How Does the FDA Regulate AI Clinical Decision Support? Navigating the Evolving Digital Health Landscape
The integration of Artificial Intelligence (AI) and Machine Learning (ML) into healthcare is rapidly transforming clinical practice, offering unprecedented capabilities for diagnosis, treatment planning, and patient monitoring. However, this revolution introduces a complex regulatory challenge: how does the U.S. Food and Drug Administration (FDA), with its traditional framework for medical devices, govern software that can learn and adapt? The answer lies in a nuanced, evolving approach centered on the concept of Software as a Medical Device (SaMD) and a commitment to continuous oversight [1].
Distinguishing AI CDS: SaMD vs.
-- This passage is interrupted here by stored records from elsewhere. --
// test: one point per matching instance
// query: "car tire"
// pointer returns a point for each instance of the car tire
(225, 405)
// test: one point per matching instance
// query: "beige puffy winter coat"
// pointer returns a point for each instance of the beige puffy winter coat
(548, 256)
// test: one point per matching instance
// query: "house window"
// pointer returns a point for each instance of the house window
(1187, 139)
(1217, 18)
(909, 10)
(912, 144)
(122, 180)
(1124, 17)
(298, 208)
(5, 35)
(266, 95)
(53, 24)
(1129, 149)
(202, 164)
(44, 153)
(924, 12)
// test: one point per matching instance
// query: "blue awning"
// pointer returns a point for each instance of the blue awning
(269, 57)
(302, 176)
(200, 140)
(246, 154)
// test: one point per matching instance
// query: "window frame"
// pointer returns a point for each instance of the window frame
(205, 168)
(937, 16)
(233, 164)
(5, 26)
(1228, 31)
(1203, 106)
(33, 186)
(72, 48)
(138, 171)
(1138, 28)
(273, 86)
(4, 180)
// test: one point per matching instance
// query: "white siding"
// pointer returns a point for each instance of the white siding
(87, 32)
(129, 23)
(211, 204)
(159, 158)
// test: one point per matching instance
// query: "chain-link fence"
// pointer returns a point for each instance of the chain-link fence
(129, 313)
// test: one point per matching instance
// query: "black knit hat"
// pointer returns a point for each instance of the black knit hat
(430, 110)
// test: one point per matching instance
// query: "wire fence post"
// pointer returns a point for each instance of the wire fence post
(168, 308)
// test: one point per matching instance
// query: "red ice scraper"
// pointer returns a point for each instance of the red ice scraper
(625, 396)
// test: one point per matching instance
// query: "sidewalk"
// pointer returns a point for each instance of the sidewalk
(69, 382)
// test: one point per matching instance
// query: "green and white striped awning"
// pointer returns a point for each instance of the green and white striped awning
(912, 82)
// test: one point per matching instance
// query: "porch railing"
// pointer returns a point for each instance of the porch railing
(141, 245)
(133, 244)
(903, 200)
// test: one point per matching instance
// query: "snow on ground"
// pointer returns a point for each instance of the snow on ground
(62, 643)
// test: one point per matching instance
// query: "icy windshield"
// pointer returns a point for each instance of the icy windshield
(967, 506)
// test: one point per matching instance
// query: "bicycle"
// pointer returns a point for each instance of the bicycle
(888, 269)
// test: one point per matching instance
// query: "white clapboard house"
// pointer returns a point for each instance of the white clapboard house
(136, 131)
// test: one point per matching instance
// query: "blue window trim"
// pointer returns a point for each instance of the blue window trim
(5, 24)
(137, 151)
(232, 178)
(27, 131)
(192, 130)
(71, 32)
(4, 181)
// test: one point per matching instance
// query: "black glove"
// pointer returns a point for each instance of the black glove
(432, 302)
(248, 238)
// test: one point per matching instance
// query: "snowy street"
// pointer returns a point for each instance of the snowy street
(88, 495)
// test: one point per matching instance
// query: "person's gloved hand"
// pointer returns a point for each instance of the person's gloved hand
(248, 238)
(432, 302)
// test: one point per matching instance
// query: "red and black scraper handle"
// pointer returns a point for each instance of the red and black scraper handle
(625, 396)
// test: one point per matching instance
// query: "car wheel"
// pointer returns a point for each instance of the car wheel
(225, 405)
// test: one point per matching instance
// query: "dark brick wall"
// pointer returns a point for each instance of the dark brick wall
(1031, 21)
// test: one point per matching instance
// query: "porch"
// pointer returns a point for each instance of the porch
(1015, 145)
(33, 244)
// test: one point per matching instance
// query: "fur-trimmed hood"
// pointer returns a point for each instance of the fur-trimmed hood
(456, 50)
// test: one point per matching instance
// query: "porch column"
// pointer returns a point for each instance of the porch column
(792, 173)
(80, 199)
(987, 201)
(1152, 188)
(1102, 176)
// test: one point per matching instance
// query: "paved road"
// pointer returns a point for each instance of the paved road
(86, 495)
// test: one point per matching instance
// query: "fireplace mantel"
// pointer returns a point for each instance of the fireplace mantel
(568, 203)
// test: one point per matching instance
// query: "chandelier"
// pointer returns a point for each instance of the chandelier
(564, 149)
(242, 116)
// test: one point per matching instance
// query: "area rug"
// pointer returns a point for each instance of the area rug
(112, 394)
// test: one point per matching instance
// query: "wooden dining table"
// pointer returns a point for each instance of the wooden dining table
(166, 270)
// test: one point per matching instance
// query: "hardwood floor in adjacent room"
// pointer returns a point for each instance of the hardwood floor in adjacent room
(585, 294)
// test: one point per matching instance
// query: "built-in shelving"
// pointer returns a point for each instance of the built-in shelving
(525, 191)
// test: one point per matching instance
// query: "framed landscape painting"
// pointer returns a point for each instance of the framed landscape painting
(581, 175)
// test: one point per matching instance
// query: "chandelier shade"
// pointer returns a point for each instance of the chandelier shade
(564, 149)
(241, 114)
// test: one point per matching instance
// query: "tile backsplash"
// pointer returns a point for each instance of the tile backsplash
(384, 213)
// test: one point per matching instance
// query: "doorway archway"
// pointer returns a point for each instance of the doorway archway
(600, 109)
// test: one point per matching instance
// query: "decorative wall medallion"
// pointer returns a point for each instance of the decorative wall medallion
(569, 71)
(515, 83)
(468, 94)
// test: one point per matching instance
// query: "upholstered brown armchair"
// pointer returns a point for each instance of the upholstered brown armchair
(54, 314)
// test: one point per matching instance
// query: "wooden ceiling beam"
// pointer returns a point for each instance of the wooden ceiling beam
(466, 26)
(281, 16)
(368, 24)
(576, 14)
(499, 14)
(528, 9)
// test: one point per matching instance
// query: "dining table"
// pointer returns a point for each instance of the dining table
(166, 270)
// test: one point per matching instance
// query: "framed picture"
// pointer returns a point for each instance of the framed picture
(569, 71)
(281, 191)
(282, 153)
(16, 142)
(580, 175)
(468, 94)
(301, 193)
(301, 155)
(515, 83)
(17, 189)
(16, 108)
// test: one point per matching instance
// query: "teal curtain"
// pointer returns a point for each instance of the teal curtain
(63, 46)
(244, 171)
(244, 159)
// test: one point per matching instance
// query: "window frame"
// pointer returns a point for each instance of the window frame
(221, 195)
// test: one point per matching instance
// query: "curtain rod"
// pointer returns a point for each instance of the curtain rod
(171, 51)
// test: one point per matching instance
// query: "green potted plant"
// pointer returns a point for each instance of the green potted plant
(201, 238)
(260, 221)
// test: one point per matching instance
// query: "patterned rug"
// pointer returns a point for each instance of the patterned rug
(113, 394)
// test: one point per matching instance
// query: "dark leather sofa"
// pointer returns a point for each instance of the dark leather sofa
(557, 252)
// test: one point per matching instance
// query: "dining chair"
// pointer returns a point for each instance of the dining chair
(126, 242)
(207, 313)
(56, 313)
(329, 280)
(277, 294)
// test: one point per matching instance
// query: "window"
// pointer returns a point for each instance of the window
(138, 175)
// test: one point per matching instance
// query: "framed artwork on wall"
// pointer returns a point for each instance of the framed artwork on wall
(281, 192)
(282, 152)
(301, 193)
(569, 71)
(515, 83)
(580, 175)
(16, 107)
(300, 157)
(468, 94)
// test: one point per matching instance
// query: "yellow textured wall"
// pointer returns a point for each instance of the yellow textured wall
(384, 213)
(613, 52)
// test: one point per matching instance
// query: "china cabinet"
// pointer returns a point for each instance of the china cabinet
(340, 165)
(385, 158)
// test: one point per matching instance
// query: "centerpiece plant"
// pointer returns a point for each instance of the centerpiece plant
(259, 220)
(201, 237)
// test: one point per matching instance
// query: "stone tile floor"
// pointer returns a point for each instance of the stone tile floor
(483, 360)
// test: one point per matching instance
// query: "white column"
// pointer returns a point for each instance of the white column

Non-Device Software
The FDA's regulatory authority over AI-powered clinical decision support (CDS) hinges on a critical distinction established by the 21st Century Cures Act of 2016. Not all software used in a clinical setting is regulated as a medical device.
The FDA focuses primarily on software that meets the definition of SaMD—software intended to be used for one or more medical purposes without being part of a hardware medical device [2]. Crucially, the Cures Act carved out specific exclusions for certain types of CDS software, particularly those intended to:
- Display, analyze, or print medical information, but not for the purpose of diagnosis or treatment.
- Support or provide recommendations to a healthcare professional about prevention, diagnosis, or treatment, where the professional can independently review the basis of the recommendation.
If the AI-powered CDS is intended to replace the judgment of a healthcare professional or is used for automated diagnosis without human oversight, it is likely classified as SaMD and subject to FDA regulation. This distinction is vital for developers and clinicians alike, as it determines the regulatory burden [3].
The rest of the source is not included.